De tot vrijspraak strekkende verweren worden verworpen.

Bewezenverklaring

Het hof acht wettig en overtuigend bewezen dat de verdachte het tenlastegelegde heeft begaan, met dien verstande dat:
hij op 17 januari 2019 te Amsterdam, tezamen en in vereniging met een ander of anderen, met het oogmerk van wederrechtelijke toe-eigening heeft weggenomen flessen alcoholhoudende drank en flessen frisdrank en lachgastanks en doosjes lachgaspatronen en zakjes ballonnen en een koelbox en pakjes sigaretten en emmers popcorn en crackers en slagroomspuiten en een houten pallet en een geldbedrag, toebehorende aan [BV] BV, welke diefstal werd voorafgegaan en vergezeld van geweld en bedreiging met geweld tegen [benadeelde], gepleegd met het oogmerk om die diefstal gemakkelijk te maken, welk geweld en welke bedreiging met geweld hierin bestond, dat hij, verdachte en zijn mededader naar [benadeelde] zijn gelopen en [benadeelde] een vuurwapen hebben getoond en [benadeelde] hebben vastgepakt en [benadeelde] met voornoemd vuurwapen tegen het hoofd hebben geslagen en voornoemd vuurwapen in de richting van [benadeelde] hebben gehouden en gericht met voornoemd vuurwapen in de richting van [benadeelde] hebben geschoten.
Hetgeen meer of anders is tenlastegelegd, is niet bewezen. De verdachte moet hiervan worden vrijgesproken.
Het bewezenverklaarde is gegrond op de feiten en omstandigheden die in de bewijsmiddelen zijn vervat, zoals deze na het eventueel instellen van beroep in cassatie zullen worden opgenomen in de op te maken aanvulling op dit arrest.
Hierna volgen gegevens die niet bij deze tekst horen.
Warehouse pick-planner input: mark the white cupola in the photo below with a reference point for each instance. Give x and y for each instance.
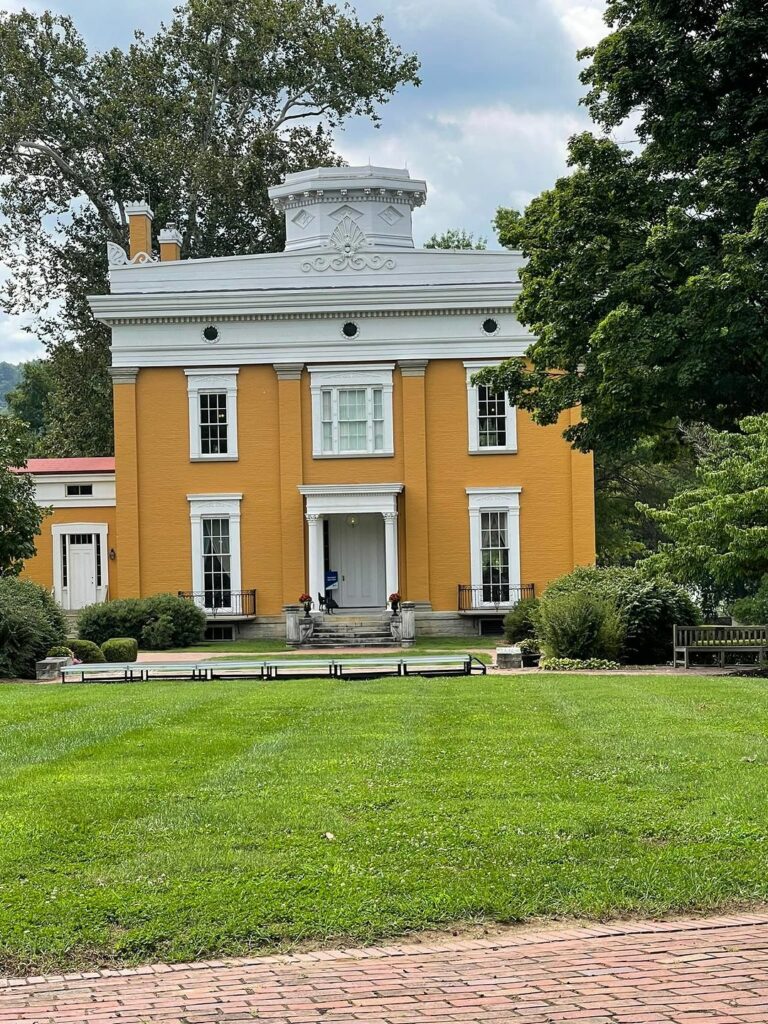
(357, 207)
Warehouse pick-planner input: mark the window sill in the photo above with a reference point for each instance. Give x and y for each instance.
(214, 458)
(489, 451)
(353, 455)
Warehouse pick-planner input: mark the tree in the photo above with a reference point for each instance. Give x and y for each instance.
(29, 399)
(717, 531)
(200, 118)
(20, 516)
(456, 238)
(646, 283)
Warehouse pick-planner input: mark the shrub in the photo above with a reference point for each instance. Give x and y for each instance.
(650, 607)
(159, 634)
(579, 664)
(86, 651)
(183, 622)
(580, 626)
(60, 651)
(120, 649)
(519, 622)
(753, 610)
(31, 623)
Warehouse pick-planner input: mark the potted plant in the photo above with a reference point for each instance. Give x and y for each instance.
(530, 652)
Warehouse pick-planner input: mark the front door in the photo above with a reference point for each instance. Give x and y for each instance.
(82, 569)
(356, 552)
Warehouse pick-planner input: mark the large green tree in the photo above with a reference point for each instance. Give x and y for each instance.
(20, 516)
(717, 531)
(199, 119)
(646, 281)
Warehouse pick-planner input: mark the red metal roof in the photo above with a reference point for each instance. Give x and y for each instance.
(41, 466)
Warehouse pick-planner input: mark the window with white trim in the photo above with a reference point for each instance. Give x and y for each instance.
(495, 544)
(493, 421)
(213, 414)
(351, 411)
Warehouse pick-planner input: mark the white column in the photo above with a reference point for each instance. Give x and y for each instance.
(390, 552)
(316, 558)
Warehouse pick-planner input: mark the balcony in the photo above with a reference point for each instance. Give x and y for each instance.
(492, 599)
(230, 605)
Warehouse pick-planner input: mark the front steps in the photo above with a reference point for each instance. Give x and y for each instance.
(357, 630)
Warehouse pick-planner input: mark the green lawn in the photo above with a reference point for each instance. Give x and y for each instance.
(276, 645)
(178, 820)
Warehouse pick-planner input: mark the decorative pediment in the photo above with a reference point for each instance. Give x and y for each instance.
(350, 244)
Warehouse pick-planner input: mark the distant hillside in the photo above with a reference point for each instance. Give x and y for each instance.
(9, 377)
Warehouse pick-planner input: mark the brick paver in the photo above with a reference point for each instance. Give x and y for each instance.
(709, 971)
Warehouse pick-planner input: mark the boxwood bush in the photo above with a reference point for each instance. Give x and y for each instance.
(580, 626)
(160, 623)
(650, 607)
(120, 649)
(87, 651)
(31, 623)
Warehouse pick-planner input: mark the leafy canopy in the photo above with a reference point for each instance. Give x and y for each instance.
(647, 276)
(717, 531)
(456, 238)
(20, 516)
(200, 118)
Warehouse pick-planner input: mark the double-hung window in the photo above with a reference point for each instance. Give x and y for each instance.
(495, 544)
(351, 411)
(493, 421)
(213, 414)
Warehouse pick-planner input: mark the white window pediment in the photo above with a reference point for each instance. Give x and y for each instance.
(352, 411)
(493, 421)
(213, 414)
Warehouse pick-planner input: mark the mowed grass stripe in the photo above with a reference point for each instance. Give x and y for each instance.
(211, 819)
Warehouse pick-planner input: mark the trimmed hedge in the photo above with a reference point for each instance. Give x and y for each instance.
(120, 649)
(86, 651)
(60, 651)
(158, 623)
(31, 623)
(580, 626)
(519, 623)
(650, 606)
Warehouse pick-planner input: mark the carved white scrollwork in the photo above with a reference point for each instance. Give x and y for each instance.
(350, 244)
(117, 256)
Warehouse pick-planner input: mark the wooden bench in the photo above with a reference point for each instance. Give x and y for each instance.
(458, 664)
(721, 640)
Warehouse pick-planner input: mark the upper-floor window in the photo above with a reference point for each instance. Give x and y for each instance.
(213, 414)
(493, 421)
(351, 411)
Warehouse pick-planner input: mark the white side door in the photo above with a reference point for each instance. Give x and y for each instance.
(82, 569)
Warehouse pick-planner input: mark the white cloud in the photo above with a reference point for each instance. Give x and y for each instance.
(474, 160)
(582, 20)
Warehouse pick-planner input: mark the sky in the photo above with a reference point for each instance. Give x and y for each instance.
(488, 126)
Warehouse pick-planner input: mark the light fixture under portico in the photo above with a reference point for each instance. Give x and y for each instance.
(350, 501)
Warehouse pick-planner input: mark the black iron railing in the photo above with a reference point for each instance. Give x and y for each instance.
(224, 603)
(494, 596)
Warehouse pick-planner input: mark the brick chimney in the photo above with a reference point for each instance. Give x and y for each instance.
(139, 227)
(170, 242)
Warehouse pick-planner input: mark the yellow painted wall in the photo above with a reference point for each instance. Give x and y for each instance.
(40, 568)
(556, 504)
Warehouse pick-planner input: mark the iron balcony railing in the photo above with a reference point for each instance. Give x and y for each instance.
(493, 596)
(230, 603)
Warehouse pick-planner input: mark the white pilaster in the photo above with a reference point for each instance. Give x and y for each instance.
(390, 552)
(316, 558)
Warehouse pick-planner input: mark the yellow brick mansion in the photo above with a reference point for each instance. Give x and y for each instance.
(306, 421)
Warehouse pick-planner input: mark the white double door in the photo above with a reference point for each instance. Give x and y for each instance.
(356, 553)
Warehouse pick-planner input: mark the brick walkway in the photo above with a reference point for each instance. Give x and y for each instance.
(697, 972)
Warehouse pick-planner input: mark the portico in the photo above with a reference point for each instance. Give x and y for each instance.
(367, 551)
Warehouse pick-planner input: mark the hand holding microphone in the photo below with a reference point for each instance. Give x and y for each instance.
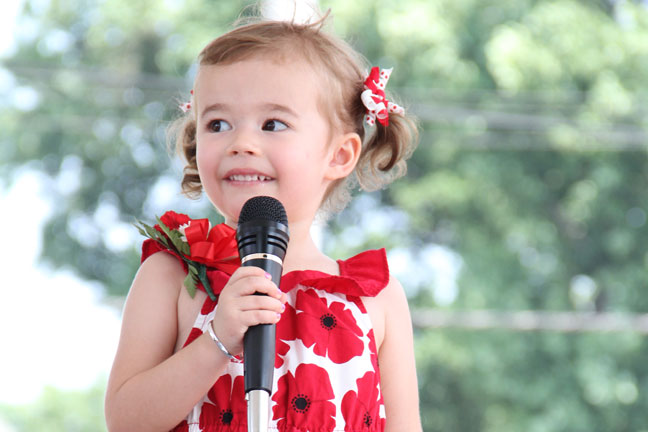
(262, 237)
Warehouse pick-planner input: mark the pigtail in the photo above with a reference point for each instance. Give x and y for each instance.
(385, 152)
(182, 136)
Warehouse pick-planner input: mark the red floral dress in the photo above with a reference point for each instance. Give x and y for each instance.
(326, 374)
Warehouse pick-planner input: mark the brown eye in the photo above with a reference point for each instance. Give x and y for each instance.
(274, 126)
(219, 126)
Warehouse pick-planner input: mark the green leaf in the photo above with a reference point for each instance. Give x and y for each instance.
(190, 284)
(202, 275)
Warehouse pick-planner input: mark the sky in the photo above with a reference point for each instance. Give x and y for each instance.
(54, 328)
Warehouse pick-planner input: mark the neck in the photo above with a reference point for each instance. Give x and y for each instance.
(303, 254)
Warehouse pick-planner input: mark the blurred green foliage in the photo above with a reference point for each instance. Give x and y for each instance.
(531, 173)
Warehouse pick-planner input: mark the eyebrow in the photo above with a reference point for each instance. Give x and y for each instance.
(265, 107)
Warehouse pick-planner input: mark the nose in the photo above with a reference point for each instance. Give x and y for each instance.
(244, 143)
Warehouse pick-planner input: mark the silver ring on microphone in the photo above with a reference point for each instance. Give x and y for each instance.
(271, 257)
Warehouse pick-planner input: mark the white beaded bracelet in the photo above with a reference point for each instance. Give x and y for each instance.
(220, 345)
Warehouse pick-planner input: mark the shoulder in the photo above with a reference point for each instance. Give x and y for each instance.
(389, 304)
(160, 267)
(156, 287)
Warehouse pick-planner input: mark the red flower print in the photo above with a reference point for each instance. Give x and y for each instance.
(286, 331)
(332, 329)
(362, 408)
(228, 409)
(304, 401)
(182, 427)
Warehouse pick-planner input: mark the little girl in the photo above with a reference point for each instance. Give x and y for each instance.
(278, 109)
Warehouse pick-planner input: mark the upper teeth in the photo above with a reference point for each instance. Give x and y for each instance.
(253, 177)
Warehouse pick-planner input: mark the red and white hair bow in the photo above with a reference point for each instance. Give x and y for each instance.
(186, 107)
(373, 97)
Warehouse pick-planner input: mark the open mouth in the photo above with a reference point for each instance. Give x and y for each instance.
(249, 178)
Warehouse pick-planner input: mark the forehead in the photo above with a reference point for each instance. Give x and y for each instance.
(294, 82)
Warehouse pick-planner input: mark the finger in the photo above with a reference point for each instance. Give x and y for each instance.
(256, 317)
(255, 302)
(254, 283)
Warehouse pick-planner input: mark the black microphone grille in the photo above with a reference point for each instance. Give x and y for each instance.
(263, 207)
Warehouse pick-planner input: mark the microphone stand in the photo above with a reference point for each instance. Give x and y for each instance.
(258, 412)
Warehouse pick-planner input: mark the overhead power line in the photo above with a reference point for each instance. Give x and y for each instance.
(525, 321)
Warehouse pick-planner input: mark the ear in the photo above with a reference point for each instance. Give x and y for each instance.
(343, 156)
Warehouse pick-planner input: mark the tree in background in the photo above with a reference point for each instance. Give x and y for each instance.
(529, 182)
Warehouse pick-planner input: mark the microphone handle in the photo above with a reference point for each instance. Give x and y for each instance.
(259, 340)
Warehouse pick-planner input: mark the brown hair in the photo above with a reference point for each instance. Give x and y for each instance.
(385, 148)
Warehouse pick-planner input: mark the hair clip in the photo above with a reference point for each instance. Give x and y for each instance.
(186, 107)
(373, 97)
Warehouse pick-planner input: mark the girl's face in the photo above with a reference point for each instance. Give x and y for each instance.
(259, 132)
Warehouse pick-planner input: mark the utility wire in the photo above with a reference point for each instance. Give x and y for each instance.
(526, 321)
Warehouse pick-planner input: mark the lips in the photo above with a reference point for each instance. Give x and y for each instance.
(248, 177)
(244, 176)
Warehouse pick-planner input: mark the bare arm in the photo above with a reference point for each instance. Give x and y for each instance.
(397, 365)
(152, 389)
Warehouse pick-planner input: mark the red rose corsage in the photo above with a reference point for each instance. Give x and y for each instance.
(201, 248)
Strafbaarheid van het bewezenverklaarde

Geen omstandigheid is aannemelijk geworden die de strafbaarheid van het bewezenverklaarde uitsluit, zodat dit strafbaar is.
Het bewezenverklaarde levert op:
diefstal, voorafgegaan en vergezeld van geweld en bedreiging met geweld tegen personen, gepleegd met het oogmerk om die diefstal gemakkelijk te maken, terwijl het feit wordt gepleegd door twee of meer verenigde personen.

Strafbaarheid van de verdachte

De verdachte is strafbaar, omdat geen omstandigheid aannemelijk is geworden die de strafbaarheid ten aanzien van het bewezenverklaarde uitsluit.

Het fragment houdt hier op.